A UN inquiry has found that at least 44 Palestinians were killed and at least 227 injured by “Israeli actions” while sheltering at UN locations during last year’s Gaza war.
Secretary Ban Ki-moon said Monday he deplores the deaths and calls UN locations “inviolable.”
But the independent board of inquiry also found that Palestinian militant groups hid weapons at three empty UN schools in Gaza and that in two cases Palestinian terrorists “probably” fired from the schools. Ban called that “unacceptable.”
Israel’s Foreign Ministry said that it would examine the inquiry.
The 2014 war was the most devastating for Gaza’s 1.8 million people, killing more than 2,200 Palestinians, a majority of them civilians, according to UN figures. Israel says about half of the dead were combatants, and blames Hamas for all civilian deaths, since it emplaced its war machine in civilian areas. Seventy-two people were killed on the Israeli side, including 66 soldiers. Hamas, which is avowedly committed to the destruction of Israel, fired over 4,500 rockets at Israel during the conflict, and carried out several attacks through tunnels under the border.
In one case, the new inquiry said, a UN girls’ school was hit by 88 mortar rounds fired by the Israeli Defense Forces. In another case, another girls’ school was hit by direct fire from the IDF with an anti-tank projectile. A third girls’ school was hit by an IDF missile.
The inquiry also found weak security at the UN schools where weapons were found. It said in two cases that a “Palestinian armed group” likely fired from two of the schools.
At a fourth girls’ school, the inquiry said, “no prior warning had been given by the government of Israel of the firing of 155 MM high explosive projectiles on, or in the surrounding area of the school.”
The UN released its summary of the report but said the full 207-page report is private. The inquiry looked at 10 incidents. Ban’s statement stressed that the board of inquiry “does not make legal findings” and was not tasked with addressing the wider issues of the Gaza war.
Ban ordered the inquiry in November after thousands of buildings were destroyed and at least 223 Gaza schools, either run by the UN refugee agency or the Islamist Hamas government, were hit in the fighting. Weapons caches were found in several UN schools that weren’t being used at the time.

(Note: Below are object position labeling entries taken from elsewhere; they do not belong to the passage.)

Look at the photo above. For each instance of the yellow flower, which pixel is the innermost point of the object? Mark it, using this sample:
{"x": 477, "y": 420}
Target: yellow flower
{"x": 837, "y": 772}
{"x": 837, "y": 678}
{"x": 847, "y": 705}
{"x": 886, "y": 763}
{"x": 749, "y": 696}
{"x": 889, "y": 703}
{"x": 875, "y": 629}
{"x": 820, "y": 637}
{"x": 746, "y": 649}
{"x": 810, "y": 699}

When Ban visited Gaza in October, he said the destruction was “beyond description” and “much more serious” than what he witnessed in the Palestinian territory in 2009 in the aftermath of a the war known in Israel as Operation Cast Lead.
Ban said Monday he has established a group of senior managers to look into the inquiry’s recommendations.
The Foreign Ministry said it had received the executive summary of the UN report and would “study it carefully, with a view to continuing its cooperation with the UN secretary general and his staff regarding the protection of UN facilities, particularly in periods of armed conflict,” according to statement released Monday.
The ministry said in a statement that Israel had cooperated fully with the inquiry and that its internal investigations into several incidents during the summer war with Hamas were proof of commitment to avoiding civilian casualties.
The statement said that the report “clearly documents the exploitation by terrorist organizations of UN facilities in the Gaza Strip,” and that Israel was prepared to extend its assistance to UNRWA in protecting civilians and UN staff.
In March, Chief Military Advocate General Maj. Gen. Danny Efroni announced that the military had opened six criminal investigations into several incidents during the war, including one in which the IDF fired tank shells at a UN school where hundreds of Palestinians had sought shelter.